Jeff Smith has been roasted to a crisp in recent Harper's Magazine, Newsweek and newspaper articles. But as the Frugal Gourmet, host of the most popular TV cooking show and author of some of the best-selling cookbooks in history, he can afford to laugh.
He says he can take the heat and won't get out of the kitchen. In fact, he is planning a trip to Italy this fall for his next book and TV series, "The Frugal Gourmet's Italian Journal."
"Not many people read Harper's, you know. That's a very small audience," Smith said.
"I'm still having fun taping shows. My fans certainly couldn't care less," he said. "This has nothing to do with our fans, because they know it isn't true."
Boiled down to basics, the criticisms center on Smith's buoyant and often flip style, his product endorsements and the cost, creativity, originality, dependability and quality of his recipes.
In the most scalding attack, Barbara Grizzuti Harrison wrote in Harper's that he was "a downscale Bill Moyers of the Insinkerator, an aproned P.C. (politically correct) guru of Ethnic Self-Esteem" who dared "to drape the rags of piety over conspicuous consumption."
In Newsweek, Laura Shapiro skewered Smith as a prime example of prominent cooks who may compromise their integrity by being paid to recommend food products and kitchen ware.
His latest book, "The Frugal Gourmet Whole Family Cookbook," is "especially shocking . . . the cookbook as infomercial," Shapiro wrote.
At the spring gathering of the International Assn. of Culinary Professionals, Miami Herald food editor Felicia Gressette wrote, a crack by President Irena Chalmers about "the Frugal Gourmet, who is neither," was widely quoted with approval.
Newsday writer Irene Sax cited "rumors that his recipes aren't original" and quoted Nahum Waxman, owner of Kitchen Arts and Letters Bookstore in New York as saying, "Among people who work seriously in this field and do meticulous research, there's a sense of outrage about his work."
Smith says he knows why he is a target: jealousy. He has an estimated 15 million TV viewers and total book sales of nearly 5 million copies.
"People criticize me for enjoying good food when I use the word frugal," he said.
"Frugal doesn't mean cheap. It means you don't waste your money," Smith said. "They haven't read my books. They don't know the meaning of the word."

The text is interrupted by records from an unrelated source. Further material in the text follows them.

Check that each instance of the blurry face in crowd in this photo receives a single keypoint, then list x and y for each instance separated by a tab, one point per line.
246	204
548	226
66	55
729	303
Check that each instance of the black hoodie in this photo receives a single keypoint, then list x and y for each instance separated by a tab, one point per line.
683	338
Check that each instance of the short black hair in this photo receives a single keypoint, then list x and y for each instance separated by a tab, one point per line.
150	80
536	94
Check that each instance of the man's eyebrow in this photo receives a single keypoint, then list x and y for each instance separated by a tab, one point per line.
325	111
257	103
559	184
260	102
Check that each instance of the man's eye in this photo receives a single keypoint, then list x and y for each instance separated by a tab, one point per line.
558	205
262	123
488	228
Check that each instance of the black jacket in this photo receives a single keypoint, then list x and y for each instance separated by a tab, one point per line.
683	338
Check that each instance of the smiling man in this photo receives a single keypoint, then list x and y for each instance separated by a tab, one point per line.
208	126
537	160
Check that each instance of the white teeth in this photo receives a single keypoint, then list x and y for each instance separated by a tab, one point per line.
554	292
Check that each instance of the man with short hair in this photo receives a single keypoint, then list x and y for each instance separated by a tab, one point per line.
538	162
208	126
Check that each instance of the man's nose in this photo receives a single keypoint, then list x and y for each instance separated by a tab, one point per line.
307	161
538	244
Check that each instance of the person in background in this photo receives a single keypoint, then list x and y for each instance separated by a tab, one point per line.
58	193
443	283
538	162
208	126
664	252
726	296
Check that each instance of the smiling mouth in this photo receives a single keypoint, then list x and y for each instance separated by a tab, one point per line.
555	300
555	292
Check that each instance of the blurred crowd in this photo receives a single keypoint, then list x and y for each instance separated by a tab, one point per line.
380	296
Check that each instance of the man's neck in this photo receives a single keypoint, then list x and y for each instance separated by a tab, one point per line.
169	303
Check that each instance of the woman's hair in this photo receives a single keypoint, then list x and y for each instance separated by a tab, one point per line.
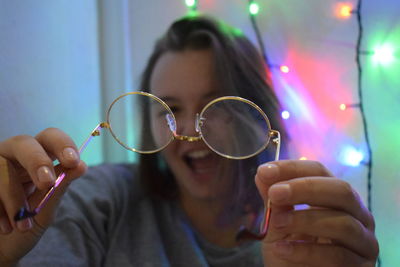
242	72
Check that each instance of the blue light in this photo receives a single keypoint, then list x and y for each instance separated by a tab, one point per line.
285	114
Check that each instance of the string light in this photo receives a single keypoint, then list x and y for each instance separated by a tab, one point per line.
284	69
285	115
344	10
346	106
383	54
192	4
350	156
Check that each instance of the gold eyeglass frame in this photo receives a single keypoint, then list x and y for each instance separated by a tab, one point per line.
273	135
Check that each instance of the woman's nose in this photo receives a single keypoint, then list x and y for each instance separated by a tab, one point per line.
186	125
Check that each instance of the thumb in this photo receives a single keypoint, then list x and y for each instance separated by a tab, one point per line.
46	215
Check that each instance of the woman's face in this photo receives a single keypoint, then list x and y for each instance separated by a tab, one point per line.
186	82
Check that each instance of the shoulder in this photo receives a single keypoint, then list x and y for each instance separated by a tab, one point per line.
105	188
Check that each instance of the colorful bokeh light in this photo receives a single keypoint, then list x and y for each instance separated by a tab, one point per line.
254	8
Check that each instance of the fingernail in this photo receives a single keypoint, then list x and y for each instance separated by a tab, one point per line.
5	226
268	171
45	175
24	225
283	248
70	154
281	219
279	192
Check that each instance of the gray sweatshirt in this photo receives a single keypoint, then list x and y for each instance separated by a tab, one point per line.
106	219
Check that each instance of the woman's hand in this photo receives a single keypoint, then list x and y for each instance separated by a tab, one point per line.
26	174
336	229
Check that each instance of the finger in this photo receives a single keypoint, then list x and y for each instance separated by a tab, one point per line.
46	215
5	226
277	171
337	226
27	151
12	195
311	254
323	192
59	144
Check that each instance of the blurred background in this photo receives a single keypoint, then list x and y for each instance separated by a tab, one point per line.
63	62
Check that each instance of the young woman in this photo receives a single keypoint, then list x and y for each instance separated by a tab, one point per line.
182	206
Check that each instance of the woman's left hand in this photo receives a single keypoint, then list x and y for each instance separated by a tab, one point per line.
336	229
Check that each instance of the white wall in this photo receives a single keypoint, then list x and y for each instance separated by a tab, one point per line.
63	62
49	68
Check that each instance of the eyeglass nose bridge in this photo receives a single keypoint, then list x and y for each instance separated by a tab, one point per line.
172	126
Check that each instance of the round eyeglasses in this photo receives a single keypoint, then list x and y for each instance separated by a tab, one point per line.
231	126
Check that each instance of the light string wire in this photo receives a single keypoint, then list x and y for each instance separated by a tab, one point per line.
359	52
369	163
258	35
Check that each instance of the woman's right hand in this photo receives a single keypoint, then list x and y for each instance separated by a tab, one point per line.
26	174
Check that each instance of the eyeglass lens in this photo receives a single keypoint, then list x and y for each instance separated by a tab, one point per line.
230	127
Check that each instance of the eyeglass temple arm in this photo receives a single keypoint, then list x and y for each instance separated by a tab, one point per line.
245	234
24	212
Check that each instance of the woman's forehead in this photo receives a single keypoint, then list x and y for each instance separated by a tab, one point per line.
189	72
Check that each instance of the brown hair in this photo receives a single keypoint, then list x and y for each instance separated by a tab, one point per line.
241	71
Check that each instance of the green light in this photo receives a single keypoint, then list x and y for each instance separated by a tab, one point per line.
190	3
254	8
383	54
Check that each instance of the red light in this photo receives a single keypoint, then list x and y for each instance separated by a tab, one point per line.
284	69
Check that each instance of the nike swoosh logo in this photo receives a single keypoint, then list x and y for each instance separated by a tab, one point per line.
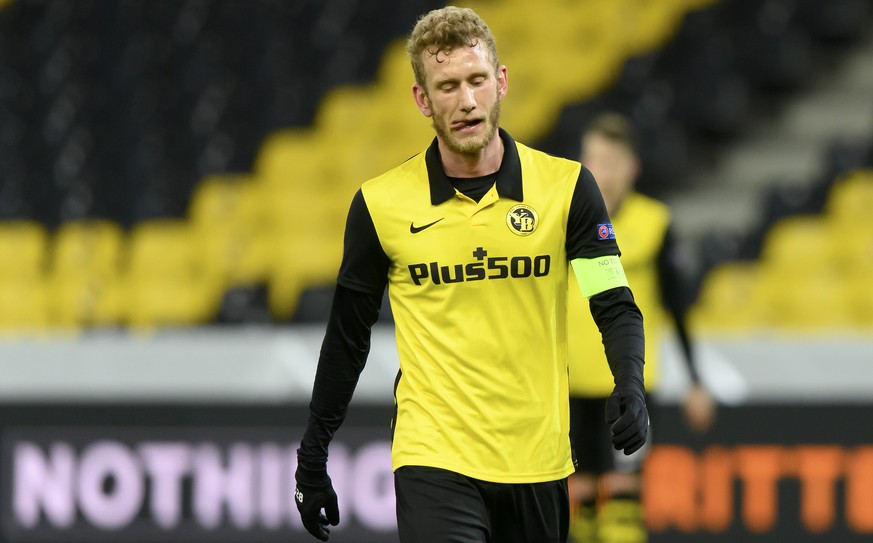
416	229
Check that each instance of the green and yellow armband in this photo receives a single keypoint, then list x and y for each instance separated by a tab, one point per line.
596	275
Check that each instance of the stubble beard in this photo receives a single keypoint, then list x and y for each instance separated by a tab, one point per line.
469	146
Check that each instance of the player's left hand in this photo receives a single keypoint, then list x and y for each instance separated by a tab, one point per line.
314	494
628	419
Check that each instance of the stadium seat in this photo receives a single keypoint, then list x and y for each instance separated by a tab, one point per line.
87	248
24	303
23	249
802	241
225	202
851	198
81	301
167	280
728	299
796	297
153	303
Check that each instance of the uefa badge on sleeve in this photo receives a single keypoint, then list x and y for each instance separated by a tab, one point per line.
605	231
522	220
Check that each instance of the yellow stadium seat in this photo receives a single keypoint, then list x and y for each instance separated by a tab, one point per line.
168	281
87	248
803	298
23	249
83	301
728	299
239	256
23	305
806	240
300	262
851	198
859	297
225	201
155	302
164	248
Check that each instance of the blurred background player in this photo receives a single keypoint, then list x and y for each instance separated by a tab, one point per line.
606	489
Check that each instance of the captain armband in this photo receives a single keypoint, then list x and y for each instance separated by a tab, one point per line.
596	275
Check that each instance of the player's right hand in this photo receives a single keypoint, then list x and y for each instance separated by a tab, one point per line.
313	494
628	419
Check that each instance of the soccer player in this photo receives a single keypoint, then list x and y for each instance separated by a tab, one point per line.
606	489
474	238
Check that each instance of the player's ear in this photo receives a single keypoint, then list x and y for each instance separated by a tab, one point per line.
421	100
502	82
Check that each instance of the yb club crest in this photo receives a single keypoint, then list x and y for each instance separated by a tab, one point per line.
522	220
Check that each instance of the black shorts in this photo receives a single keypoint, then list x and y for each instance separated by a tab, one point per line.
592	441
440	506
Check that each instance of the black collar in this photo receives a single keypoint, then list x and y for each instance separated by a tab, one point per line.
508	176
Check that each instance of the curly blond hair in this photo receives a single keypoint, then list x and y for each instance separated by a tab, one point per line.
446	29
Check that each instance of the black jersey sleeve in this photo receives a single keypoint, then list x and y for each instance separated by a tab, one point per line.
587	214
355	308
621	326
343	356
365	264
674	295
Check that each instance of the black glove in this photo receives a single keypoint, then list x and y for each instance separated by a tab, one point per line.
315	492
628	419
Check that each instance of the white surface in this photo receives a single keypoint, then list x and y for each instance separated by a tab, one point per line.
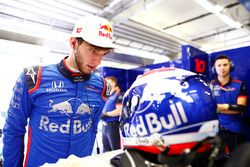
100	160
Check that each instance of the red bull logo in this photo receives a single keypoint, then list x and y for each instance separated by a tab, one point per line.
78	30
106	27
105	31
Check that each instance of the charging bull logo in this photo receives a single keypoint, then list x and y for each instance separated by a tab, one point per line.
157	91
105	31
78	125
106	27
66	108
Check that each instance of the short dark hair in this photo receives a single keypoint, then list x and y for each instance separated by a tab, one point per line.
114	79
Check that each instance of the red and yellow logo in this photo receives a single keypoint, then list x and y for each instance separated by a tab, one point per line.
105	27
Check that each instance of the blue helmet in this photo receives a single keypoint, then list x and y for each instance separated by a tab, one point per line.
168	108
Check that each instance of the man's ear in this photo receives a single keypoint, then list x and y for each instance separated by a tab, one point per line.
73	43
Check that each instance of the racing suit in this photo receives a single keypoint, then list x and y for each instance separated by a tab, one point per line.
231	128
62	109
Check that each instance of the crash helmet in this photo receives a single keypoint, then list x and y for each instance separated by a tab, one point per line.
168	111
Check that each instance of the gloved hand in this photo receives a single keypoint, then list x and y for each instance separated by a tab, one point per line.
104	115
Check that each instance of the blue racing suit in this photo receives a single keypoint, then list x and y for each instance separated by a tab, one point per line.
231	129
229	93
62	109
110	130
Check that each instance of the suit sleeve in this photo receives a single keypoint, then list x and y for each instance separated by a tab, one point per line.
14	128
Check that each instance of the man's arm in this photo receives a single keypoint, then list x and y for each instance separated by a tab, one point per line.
14	128
115	112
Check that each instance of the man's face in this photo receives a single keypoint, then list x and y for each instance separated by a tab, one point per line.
89	56
222	67
112	84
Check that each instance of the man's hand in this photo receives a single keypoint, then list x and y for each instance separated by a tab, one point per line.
104	115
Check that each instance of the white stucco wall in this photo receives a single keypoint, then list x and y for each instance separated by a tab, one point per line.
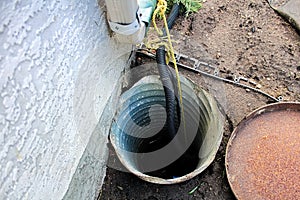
58	70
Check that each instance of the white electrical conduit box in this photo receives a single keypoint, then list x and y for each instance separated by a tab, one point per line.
129	18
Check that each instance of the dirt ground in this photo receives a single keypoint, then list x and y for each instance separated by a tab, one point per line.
246	38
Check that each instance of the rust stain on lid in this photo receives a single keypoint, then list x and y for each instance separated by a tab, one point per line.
263	154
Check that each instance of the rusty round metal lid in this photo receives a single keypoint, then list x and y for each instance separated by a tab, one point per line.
263	154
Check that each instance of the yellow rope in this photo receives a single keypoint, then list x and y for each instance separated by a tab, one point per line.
161	9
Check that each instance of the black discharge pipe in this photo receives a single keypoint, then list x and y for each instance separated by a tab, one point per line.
172	105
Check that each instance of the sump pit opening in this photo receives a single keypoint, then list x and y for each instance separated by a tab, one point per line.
139	132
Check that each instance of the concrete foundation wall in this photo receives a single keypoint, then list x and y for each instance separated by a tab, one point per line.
59	73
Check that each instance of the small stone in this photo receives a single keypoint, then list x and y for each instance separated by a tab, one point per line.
120	188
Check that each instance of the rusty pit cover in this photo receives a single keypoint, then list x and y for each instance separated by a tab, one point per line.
263	154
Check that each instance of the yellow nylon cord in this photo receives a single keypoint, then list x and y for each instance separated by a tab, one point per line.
161	9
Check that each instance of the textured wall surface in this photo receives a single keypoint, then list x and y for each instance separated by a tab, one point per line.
58	70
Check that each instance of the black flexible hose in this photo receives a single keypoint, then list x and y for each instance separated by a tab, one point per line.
166	78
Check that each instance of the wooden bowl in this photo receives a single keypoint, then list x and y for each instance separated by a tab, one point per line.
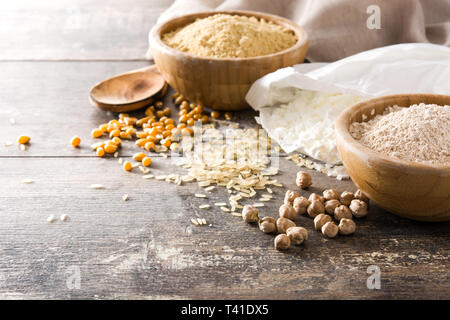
409	189
220	83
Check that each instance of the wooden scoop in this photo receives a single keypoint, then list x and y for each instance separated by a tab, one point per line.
129	91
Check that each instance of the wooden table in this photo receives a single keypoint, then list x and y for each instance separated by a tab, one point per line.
50	55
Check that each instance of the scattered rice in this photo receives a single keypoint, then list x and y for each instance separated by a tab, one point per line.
200	195
220	204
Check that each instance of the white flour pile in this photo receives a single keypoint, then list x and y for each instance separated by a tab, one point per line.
420	133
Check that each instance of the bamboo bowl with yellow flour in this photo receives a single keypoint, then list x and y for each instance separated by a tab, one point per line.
410	189
215	79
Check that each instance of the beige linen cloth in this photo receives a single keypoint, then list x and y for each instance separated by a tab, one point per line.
338	28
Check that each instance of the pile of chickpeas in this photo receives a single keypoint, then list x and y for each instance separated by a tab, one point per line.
323	208
156	131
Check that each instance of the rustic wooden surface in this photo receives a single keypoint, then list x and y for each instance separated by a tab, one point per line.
146	247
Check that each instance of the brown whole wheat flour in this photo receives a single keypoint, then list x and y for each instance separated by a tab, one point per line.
420	133
231	36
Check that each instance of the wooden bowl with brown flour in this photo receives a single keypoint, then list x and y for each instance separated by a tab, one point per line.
411	189
220	81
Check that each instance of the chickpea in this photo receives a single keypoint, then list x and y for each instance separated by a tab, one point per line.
346	198
300	204
330	194
290	196
287	211
100	152
250	214
358	208
282	242
331	205
283	224
268	225
303	180
297	235
320	220
330	229
315	208
315	196
342	212
346	226
361	196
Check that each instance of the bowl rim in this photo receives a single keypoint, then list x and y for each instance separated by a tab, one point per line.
302	35
341	130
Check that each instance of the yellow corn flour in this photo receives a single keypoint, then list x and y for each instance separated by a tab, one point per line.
230	36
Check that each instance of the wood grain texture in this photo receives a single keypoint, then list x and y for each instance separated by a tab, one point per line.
77	29
220	83
147	248
413	190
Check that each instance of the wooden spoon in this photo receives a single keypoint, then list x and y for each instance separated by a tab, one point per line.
128	91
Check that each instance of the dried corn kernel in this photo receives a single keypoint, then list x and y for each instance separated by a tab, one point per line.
187	132
96	133
146	161
114	133
75	141
116	140
23	139
110	147
100	152
149	146
139	156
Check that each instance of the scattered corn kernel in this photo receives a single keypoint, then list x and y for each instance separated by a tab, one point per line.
146	161
23	139
96	133
100	152
139	156
127	166
75	141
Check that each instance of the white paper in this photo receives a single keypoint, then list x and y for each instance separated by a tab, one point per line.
402	68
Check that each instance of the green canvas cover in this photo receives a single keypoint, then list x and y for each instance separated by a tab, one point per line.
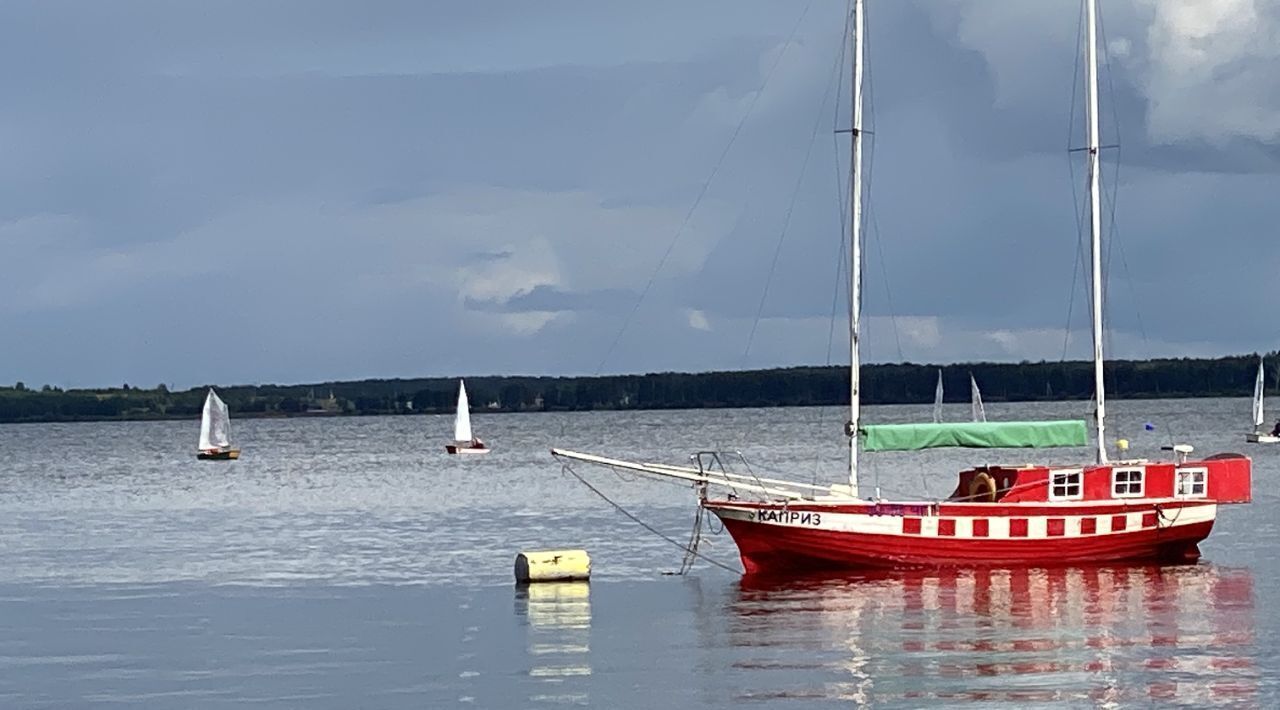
974	435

Smith said he was warned to expect a backlash when his first cookbook, "The Frugal Gourmet," hit No. 1 on the New York Times best-seller list.
"My agent, Bill Adler, said, 'Get ready for attacks from journalists, from newspaper cooks. . . . They're going to figure you haven't paid your dues.'
Sax reported that "one of the kindest" critics toward Smith was William Rice, food and wine columnist for the Chicago Tribune.
"I've tried to cook his stuff, and let's say it was hit or miss. Some things worked, and others didn't," Rice said. "But as with anyone on TV, he's really an entertainer, and it's not fair to hold him to standards of purism."
Smith, 53, a Methodist minister and former University of Puget Sound chaplain whose TV cooking dates from 1973, insists he gets along well with kitchen superstars like Julia Child and Pierre Franey.
"I wouldn't say he is a pariah," said Jonathan Susskind, food writer for the Seattle Post-Intelligencer. "A lot of people (culinary professionals) go up to him and talk to him.
"However, I will say that this business is a very sniping, catty profession, and everybody is very quick to turn the paring knife a little bit, stick it in and turn it a little bit."
With the public, his star continues to rise.
When Smith signed copies of "Whole Family Cookbook" at the Liberties bookstore in Boca Raton, Fla., owner Valk Svekis said the crowds were exceeded only by those drawn by Ivana Trump and Oliver North.
"Why is he beloved?" Harrison wrote. "The short answer is that people are stupid."
Smith defended his endorsements--"I don't see anything wrong with endorsing products that I believe in"--and said all the resulting payments are donated to causes ranging from AIDS research to food banks.
"That kind of stuff really hurts me," he said.